Le temps devient alors incertain comme la terre se fait liquide, il faut faire confiance. Quelque chose est là de l’autre côté, une idée à laquelle il faut se raccrocher.
Nuit de patience, la mer voyage avec nous,
À l’aube l’horizon coule dans la poche des vagues.
Il n’y a « Pas d’oiseaux, ni de papillons, l’air sur la mer est stérile de vols » mais il y a la fatigue, la faim, la soif.
« Des poissons d’un saut de queue sortent comme un crachat » et l’on constate que « la mer se referme plus rapide que le désert ».
Et tout devient signe prémonitoire.
Impératif de sommeil, un de nous s’allonge,
ils le repoussent au-delà de l’espace interdit.
Ainsi sera la terre de l’arrivée, terrain clos interdit,
notre sommeil qui se heurte contre elle.
(…)
Nous y arriverons avec des enfants endurcis plus que des cals,
vagabonds avec leurs pères sur les écorchures de la terre.
La tension monte, Erri de Luca la traduit admirablement bien, sa poésie toute entière mise au service de cette histoire dramatique, une histoire qui se répète, un refrain maudit devrait-on dire, au rythme de la mer qui « monte et cogne, un de nous roule vers eux, l’autre pointe son fusil, le nôtre lève les mains. (…) Sans soir est arrivé son jour ».
Une violence en entraîne d’autres, et voilà que « Nous sommes sans gardiens et sans guide (…) Le bateau est un bout de terre pris à coups de bêche, les voyageurs dénouent leurs jambes, occupent les mètres ».
La mort y prend aussi ses aises.
Nous ne mettons pas les morts à la mer, ils servent pour la nuit
leurs corps préservent du froid, la mer est sans mouches.
(…)
À l’aube nous léchons la rosée sur la toile, sur le bois.
Solidaires et unis par le même espoir, si ténu soit-il, « Nous sommes égaux, la plus stricte égalité, jusqu’à la dernière goutte de buée ».
Le bateau est un radeau pour les naufragés du monde et arrive le moment où « Des mains m’ont saisi, douaniers du Nord, gants en plastique et masque sur la bouche. Ils séparent les morts des vivants, voici la récolte de la mer, mille de nous enfermés dans un endroit pour cent ».
La voici donc la terre d’accueil, la terre qui concentre tous les rêves, mais ce n’est même pas encore la véritable terre, c’est une île, un enclos, « une île n’est pas une arrivée ».

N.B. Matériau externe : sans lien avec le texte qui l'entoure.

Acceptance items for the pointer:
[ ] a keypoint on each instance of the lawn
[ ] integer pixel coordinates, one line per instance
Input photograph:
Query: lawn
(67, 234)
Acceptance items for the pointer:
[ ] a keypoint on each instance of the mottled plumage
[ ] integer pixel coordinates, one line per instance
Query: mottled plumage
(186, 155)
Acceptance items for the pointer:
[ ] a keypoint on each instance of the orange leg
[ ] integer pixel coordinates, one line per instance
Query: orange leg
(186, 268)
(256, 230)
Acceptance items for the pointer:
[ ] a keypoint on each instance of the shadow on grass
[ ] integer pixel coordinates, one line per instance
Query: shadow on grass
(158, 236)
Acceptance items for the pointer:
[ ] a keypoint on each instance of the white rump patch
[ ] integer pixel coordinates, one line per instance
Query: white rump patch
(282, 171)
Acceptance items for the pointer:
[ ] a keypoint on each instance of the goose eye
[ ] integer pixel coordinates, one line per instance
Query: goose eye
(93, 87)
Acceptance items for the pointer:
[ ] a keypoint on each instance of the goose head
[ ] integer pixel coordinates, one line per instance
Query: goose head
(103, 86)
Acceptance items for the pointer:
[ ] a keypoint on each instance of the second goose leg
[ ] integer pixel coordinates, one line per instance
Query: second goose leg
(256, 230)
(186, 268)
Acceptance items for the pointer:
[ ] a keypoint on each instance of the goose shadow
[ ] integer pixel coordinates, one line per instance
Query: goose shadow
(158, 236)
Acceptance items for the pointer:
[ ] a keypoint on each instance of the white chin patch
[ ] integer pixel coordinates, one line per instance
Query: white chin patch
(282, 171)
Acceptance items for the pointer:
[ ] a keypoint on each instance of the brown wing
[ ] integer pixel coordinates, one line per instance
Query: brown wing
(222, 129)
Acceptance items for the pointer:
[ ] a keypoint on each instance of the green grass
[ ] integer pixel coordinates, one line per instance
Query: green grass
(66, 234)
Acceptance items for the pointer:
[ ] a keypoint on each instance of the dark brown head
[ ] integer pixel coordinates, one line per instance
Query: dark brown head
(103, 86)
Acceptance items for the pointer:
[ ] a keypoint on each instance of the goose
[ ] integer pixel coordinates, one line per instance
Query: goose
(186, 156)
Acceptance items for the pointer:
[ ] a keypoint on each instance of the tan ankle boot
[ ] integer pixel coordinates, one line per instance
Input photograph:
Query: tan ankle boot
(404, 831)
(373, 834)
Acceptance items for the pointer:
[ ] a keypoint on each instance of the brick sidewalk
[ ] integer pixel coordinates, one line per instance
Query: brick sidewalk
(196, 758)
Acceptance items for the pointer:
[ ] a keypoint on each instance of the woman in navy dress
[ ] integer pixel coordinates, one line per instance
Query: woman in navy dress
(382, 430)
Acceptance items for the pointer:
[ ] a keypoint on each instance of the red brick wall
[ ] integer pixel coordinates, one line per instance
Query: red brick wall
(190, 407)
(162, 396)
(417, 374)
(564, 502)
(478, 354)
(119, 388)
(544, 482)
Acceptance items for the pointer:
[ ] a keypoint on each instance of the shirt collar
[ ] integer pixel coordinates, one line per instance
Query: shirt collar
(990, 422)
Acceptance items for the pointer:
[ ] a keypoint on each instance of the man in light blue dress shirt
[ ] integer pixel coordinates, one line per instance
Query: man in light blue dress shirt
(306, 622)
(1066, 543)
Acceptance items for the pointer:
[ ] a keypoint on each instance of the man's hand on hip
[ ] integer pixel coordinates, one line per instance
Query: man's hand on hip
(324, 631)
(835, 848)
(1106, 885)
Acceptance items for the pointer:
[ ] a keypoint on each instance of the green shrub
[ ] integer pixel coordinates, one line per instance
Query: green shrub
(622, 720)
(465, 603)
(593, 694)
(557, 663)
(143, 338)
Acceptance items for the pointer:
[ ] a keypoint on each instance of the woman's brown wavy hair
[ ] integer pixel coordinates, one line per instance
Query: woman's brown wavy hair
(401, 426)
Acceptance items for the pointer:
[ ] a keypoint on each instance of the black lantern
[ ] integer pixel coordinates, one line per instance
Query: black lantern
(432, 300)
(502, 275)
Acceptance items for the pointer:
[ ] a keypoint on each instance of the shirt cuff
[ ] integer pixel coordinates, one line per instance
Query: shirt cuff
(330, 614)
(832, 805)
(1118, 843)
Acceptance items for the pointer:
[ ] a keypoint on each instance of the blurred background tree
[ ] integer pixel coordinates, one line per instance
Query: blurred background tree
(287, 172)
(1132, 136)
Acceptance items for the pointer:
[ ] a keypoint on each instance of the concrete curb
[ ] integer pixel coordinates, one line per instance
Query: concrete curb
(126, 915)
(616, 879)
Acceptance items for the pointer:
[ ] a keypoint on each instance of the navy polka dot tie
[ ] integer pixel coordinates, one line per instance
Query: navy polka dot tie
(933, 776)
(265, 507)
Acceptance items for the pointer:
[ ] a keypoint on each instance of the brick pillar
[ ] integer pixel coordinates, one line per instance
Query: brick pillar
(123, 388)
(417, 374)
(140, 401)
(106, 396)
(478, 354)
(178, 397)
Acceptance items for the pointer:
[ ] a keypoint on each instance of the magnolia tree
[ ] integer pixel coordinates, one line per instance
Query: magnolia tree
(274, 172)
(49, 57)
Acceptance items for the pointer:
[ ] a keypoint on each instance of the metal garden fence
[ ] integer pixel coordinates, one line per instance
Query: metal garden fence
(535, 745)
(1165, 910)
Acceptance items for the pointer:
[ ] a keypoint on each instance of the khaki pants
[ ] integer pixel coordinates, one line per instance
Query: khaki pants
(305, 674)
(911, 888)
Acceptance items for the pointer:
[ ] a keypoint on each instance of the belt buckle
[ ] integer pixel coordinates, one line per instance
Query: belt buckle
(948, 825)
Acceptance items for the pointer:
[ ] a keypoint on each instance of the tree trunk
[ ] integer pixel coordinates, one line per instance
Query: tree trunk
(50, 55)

« Surveillés par des gardiens, nous sommes coupables de voyages », alors on en revient aux prières vers l’Orient, « leurs voix est le bruit des abeilles qui remercient les fleurs ».
Levain d’humanité pétri par la douleur,
Nous racontons les routes parcourues,
Des pas sur des millions de kilomètres finis face aux murs.
(…)
Nos enfants acrobates de voyage,
clowns, sorciers, petits soldats.
Ce sont eux, les enfants, qui portent ce qui reste de force et de courage, « ils se contentent même de rien (…). Ils brillent de sueur plus acharnés que nous, ce sont des buissons d’épines, la mort ne s’approche pas ».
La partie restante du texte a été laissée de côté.